Enter NBFCs. They face asset-liability mismatches similar to banks but there are no Reserve Bank regulations preventing them taking such risks or limiting exposures. They borrow money and roll over loans while lending to high-risk infrastructure projects. They can make long-term returns that are well above the norm for banks. They can also go bust if a sufficiency of projects fails or goes into overruns and/or cannot refinance borrowings. The system depends on high credit ratings that allow NBFCs to continue borrowing. And, of course, it depends on projects not going sour.

IL&FS went bust because it lent to too many projects that went sour, one way or another. It was unable to refinance after it started defaulting and its credit ratings fell. The Centre is working on rescuing IL&FS because it has many former government officials embedded in its management structure. What is more, the Life Insurance Corporation and the State Bank of India – both state-owned – have large stakes in the troubled company as does the Central Bank of India, itself a bankrupt public sector bank. There are two big overseas shareholders, adding an embarrassing international dimension to the situation.

IL&FS is probably also too big to fail, although it has an opaque balance sheet with over 200 subsidiaries and special purpose vehicles. Continued defaults could lead to freezes across India’s bond market as the company’s creditors would find it hard to continue servicing their loans. The crisis, in fact, has already hit the debt mutual fund market.

It will take a while for the new board of IL&FS to make sense of what is going on. The company has a debt of Rs 1.2 lakh crore on its consolidated balance sheet. It also owns a lot of assets, some of which may be worthless but some may be undervalued. The Life Insurance Corporation estimates the assets to be worth about Rs 70,000 crore. Deleveraging by selling some assets could help meet current obligations and buy IL&FS some time.

Nervousness in the NBFC space has already translated into problems for other companies. When DSP Mutual Fund recently sold non-convertible debentures of the Dewan Housing Finance Corporation at a discount, the latter’s stock took a hammering. Debt market yields are up, which means bond prices are down and lenders want a higher return to bear the risk of lending cash.

How do other nations handle such asset-liability mismatch situations? Well, most developed economies have efficient liquid bond markets with a strong secondary activity. The difference between taking a loan and floating a bond is that a bond can easily be resold, at either a profit or a loss, on the financial exchanges whereas selling a loan requires over-the-table negotiations with potential buyers. A secondary market for bonds allows any entity to easily offset a risk by booking losses when they please. India does not have a secondary bond market to speak of, with most debt being government securities or unsecured commercial paper.

Other, more developed economies also have large pension funds, which can afford to lend for the long term unlike banks. In India, the Provident Fund is the only such actor and it is essentially a government body. Insurers can also invest for the long term but, again, there are problems with this in India. The Life Insurance Corporation has been used to rescue all sorts of financial lame ducks such as IL&Fs rather than make sound commercial decisions.

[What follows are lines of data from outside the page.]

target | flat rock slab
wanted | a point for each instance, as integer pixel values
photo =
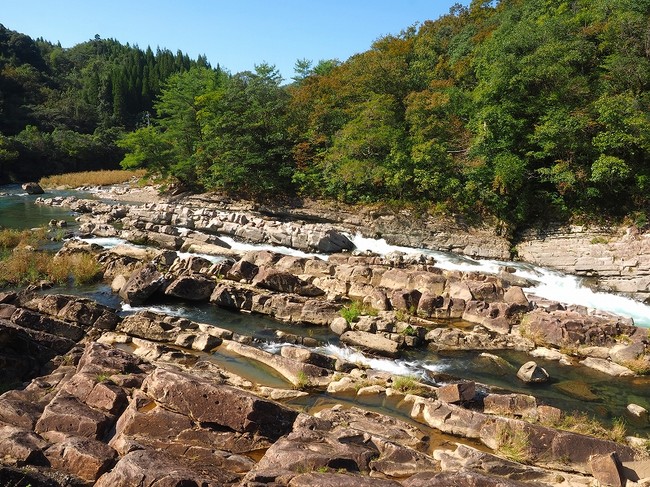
(20, 446)
(371, 342)
(84, 457)
(147, 468)
(66, 414)
(209, 402)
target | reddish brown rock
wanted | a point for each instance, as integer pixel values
(192, 288)
(147, 468)
(20, 447)
(242, 270)
(84, 457)
(332, 479)
(607, 469)
(210, 402)
(455, 393)
(66, 414)
(371, 342)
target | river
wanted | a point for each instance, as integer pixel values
(17, 210)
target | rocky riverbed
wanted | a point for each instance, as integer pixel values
(100, 398)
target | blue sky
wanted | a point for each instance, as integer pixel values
(237, 34)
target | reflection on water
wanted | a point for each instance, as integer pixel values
(17, 209)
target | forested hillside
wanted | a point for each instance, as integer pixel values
(62, 110)
(524, 110)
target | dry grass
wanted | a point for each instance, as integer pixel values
(10, 238)
(579, 422)
(91, 178)
(514, 444)
(21, 265)
(24, 267)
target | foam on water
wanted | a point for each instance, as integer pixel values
(212, 258)
(177, 311)
(551, 285)
(393, 366)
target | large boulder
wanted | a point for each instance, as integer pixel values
(32, 188)
(371, 342)
(284, 282)
(149, 468)
(191, 287)
(531, 373)
(210, 402)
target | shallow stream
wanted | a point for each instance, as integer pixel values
(571, 388)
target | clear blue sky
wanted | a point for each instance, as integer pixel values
(237, 34)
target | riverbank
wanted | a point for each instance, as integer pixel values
(330, 317)
(611, 258)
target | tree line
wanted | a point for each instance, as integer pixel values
(517, 110)
(62, 110)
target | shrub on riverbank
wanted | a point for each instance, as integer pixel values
(25, 267)
(91, 178)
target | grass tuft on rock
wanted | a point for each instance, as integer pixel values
(21, 264)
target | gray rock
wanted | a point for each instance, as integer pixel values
(607, 469)
(455, 393)
(371, 342)
(191, 287)
(142, 285)
(531, 373)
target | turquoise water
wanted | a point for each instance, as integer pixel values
(17, 209)
(612, 394)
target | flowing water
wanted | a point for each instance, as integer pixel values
(17, 209)
(571, 388)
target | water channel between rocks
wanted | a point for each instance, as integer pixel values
(572, 388)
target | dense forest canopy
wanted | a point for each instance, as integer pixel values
(519, 110)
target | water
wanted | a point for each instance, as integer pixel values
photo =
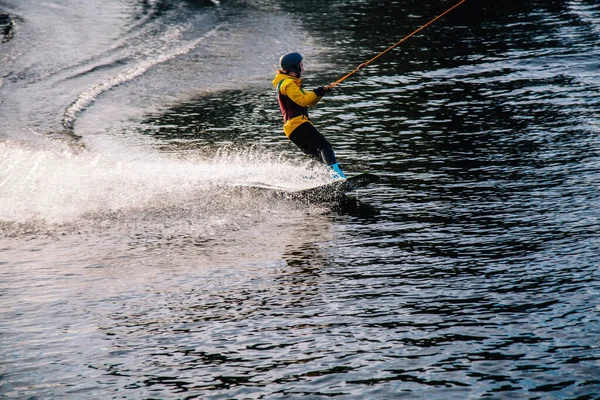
(138, 259)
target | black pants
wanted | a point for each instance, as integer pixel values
(311, 142)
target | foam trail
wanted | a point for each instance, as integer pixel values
(87, 97)
(61, 187)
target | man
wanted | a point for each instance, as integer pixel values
(294, 102)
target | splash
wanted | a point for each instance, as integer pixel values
(163, 54)
(49, 187)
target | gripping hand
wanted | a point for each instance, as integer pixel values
(322, 90)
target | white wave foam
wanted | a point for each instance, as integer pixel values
(166, 53)
(62, 187)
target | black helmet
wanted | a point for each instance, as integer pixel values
(291, 62)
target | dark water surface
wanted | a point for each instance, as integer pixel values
(138, 259)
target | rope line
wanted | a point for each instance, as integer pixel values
(363, 65)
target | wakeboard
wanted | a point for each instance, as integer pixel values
(333, 190)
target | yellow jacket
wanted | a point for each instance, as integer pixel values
(293, 101)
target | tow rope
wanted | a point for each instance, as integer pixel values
(363, 65)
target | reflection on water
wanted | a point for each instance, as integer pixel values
(469, 271)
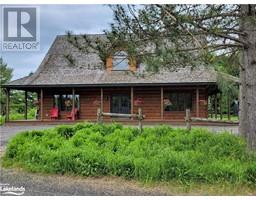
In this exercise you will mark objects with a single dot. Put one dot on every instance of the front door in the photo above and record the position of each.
(121, 103)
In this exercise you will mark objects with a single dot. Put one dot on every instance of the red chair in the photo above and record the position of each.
(73, 114)
(54, 113)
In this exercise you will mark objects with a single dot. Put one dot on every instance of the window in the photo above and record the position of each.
(120, 61)
(64, 102)
(177, 101)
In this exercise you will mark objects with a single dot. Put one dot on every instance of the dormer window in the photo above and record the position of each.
(120, 61)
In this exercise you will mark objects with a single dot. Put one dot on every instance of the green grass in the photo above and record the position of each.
(158, 154)
(18, 116)
(233, 118)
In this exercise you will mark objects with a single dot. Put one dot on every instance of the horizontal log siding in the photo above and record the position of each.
(179, 115)
(151, 106)
(90, 101)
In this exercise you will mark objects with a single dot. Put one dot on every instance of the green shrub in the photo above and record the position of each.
(250, 173)
(158, 154)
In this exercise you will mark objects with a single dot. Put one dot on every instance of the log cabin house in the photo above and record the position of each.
(118, 86)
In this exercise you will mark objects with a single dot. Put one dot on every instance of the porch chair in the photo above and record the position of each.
(73, 115)
(54, 113)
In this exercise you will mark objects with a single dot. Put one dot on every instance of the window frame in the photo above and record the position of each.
(125, 57)
(58, 98)
(185, 104)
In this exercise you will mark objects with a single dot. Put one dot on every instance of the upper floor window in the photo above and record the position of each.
(120, 61)
(177, 101)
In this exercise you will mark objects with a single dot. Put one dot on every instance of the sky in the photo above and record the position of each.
(56, 20)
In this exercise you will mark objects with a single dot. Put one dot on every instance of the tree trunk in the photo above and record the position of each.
(248, 76)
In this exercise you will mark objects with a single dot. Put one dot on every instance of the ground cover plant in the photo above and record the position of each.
(157, 154)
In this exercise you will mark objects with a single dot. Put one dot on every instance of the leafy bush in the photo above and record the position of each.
(160, 153)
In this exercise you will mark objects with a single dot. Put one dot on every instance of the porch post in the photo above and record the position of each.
(220, 101)
(26, 105)
(7, 104)
(216, 105)
(132, 100)
(41, 104)
(73, 103)
(101, 99)
(197, 102)
(228, 101)
(162, 103)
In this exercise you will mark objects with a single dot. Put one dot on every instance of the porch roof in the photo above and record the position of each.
(88, 70)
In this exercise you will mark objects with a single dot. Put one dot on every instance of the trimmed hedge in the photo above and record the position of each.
(158, 154)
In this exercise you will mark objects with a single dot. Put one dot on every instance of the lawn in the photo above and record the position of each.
(18, 116)
(159, 154)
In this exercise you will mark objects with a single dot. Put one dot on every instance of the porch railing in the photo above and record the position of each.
(139, 116)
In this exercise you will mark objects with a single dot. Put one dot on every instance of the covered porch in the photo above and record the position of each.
(157, 102)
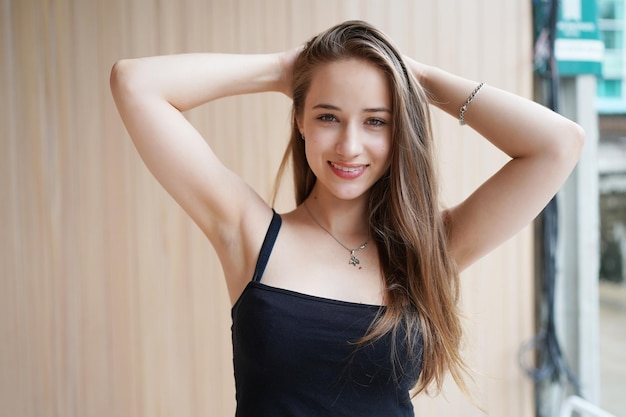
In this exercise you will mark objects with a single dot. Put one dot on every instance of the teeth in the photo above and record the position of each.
(346, 169)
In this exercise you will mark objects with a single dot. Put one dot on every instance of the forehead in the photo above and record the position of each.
(348, 84)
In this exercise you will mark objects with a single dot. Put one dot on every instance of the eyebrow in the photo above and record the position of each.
(368, 110)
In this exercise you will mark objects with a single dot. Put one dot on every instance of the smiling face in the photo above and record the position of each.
(346, 122)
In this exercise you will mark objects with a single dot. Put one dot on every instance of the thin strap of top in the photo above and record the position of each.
(266, 248)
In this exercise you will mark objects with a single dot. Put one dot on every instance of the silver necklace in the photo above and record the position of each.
(354, 261)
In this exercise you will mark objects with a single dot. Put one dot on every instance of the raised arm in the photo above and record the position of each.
(544, 148)
(151, 93)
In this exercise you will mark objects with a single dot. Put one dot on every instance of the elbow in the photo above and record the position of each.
(576, 141)
(569, 143)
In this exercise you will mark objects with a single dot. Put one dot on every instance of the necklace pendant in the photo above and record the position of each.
(354, 261)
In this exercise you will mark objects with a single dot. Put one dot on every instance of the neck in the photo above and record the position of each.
(346, 220)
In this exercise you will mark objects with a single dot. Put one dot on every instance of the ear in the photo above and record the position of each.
(300, 125)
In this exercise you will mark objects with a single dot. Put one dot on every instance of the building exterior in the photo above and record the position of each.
(611, 106)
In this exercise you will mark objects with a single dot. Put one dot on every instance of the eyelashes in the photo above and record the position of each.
(371, 121)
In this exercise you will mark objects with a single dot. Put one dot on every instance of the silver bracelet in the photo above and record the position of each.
(467, 103)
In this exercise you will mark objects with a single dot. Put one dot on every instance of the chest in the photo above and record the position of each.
(320, 267)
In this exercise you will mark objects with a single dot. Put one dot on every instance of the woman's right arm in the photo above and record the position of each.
(150, 94)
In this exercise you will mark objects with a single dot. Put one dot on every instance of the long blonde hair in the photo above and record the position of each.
(421, 281)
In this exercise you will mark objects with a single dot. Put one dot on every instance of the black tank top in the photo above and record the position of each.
(295, 354)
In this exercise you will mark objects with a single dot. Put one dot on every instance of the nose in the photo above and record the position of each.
(349, 142)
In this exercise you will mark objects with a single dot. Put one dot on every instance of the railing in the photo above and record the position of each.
(584, 407)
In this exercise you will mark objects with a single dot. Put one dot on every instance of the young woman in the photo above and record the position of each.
(345, 304)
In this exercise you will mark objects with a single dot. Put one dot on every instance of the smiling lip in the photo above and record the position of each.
(347, 171)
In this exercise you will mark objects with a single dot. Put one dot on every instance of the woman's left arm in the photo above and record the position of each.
(544, 147)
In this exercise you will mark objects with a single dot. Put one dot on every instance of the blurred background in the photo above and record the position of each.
(112, 302)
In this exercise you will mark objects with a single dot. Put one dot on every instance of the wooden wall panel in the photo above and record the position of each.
(112, 302)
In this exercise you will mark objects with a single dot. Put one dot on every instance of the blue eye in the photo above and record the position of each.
(327, 118)
(376, 122)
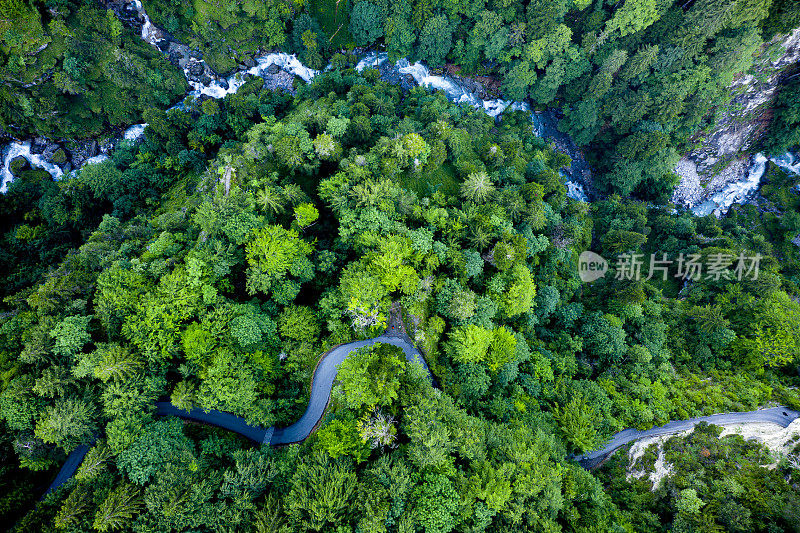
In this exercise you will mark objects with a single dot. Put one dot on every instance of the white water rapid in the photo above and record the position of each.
(13, 150)
(741, 190)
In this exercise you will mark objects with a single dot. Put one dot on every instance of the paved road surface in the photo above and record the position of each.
(321, 386)
(782, 416)
(322, 383)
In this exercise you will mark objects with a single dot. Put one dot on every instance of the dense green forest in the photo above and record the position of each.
(212, 262)
(215, 261)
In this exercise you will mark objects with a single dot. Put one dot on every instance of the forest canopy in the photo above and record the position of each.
(214, 261)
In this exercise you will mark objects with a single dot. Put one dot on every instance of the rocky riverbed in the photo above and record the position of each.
(721, 167)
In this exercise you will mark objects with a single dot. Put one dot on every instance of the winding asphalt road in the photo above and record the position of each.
(782, 416)
(321, 385)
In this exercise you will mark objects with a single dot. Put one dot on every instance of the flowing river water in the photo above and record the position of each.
(738, 191)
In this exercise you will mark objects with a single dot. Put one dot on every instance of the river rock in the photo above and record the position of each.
(195, 69)
(17, 165)
(718, 160)
(407, 82)
(38, 145)
(278, 80)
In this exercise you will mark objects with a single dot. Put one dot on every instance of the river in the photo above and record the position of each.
(738, 191)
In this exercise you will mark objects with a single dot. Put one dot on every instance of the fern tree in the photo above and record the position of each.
(121, 505)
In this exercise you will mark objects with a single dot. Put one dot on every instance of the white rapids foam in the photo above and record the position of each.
(14, 150)
(134, 132)
(287, 62)
(741, 190)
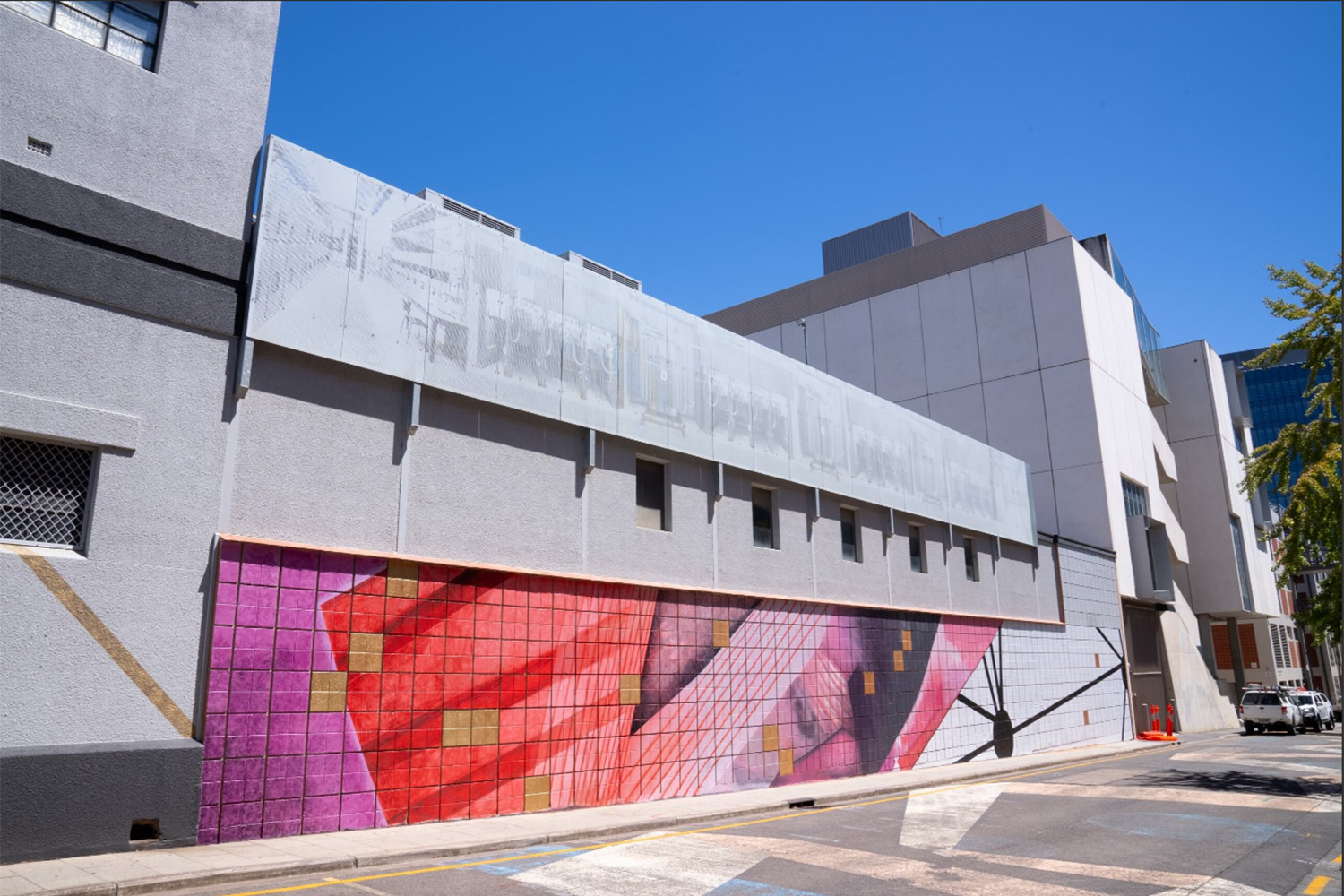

IL&FS will be rescued, one way or another. Shareholders will pony up for a rights issue. The company’s new government-appointed board will figure out ways to deleverage. But the long-term issues with shadow banking will not go away; they will surely crop up again.

In the short term too, given the timing, this could negatively affect both infrastructure financing and household consumption. The impending festive season, followed by the marriage season, is when most households purchase their consumer durables, new cars, bikes and suchlike. A large chunk of these transactions is driven by products bought through easy monthly instalments, usually provided by NBFCs. If there is nervousness across the NBFC space, it could drive down consumption.